The founders came to realize that “with a new product in a new category, people want to touch and feel” it, he said.
They moved into wholesale distribution before testing in-person sales in a small kiosk in Westfield Century City mall in 2019. It performed well and, after a pandemic-related delay, the company began opening a few full-fledged retail stores in 2020.
But now the company is amping up the conventional retail side; it has invested $13 million in the stores and developing the Reset wellness centers in the last two years, Nazarian said.

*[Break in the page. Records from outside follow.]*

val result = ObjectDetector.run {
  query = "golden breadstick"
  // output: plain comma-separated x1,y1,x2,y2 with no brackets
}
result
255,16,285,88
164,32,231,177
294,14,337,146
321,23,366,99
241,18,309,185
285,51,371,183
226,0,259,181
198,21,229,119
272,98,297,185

Online sales continue healthy growth, he said, but rising advertising costs, fed by Apple’s privacy update, “makes Therabody’s long-planned move to expand its physical presence to create a true omni-channel experience even more important.”
In addition to the Brentwood location, other Reset stores are set to open this year in Manhattan Beach, New York, Chicago and Houston. They’ll be located in neighborhoods with concentrations of customers who have already shopped for Therabody products online.
Executives did not disclose financial results but said Therabody has been profitable since 2017, with nearly 600 employees and sales in more than 60 countries. In September, it was ranked 61 on Deloitte’s annual list of fastest-growing tech companies, reporting 2,742% growth in revenue from 2017 to 2020. Year-over-year sales grew more than 80% in 2021, the company said.
Waning pandemic restrictions will inspire other online sellers to make moves to physical stores, said Jonathan Lorenzen, an attorney at Allen Matkins who works with retail landlords and tenants.
“People are so drawn to their phones and computer screens, but there still is this element of physical interaction with the product that you really don’t get on a phone,” he said. Coming out of the pandemic, retailers see the chance “to maybe show their products are of higher quality, to differentiate what they have and maybe get a higher price.”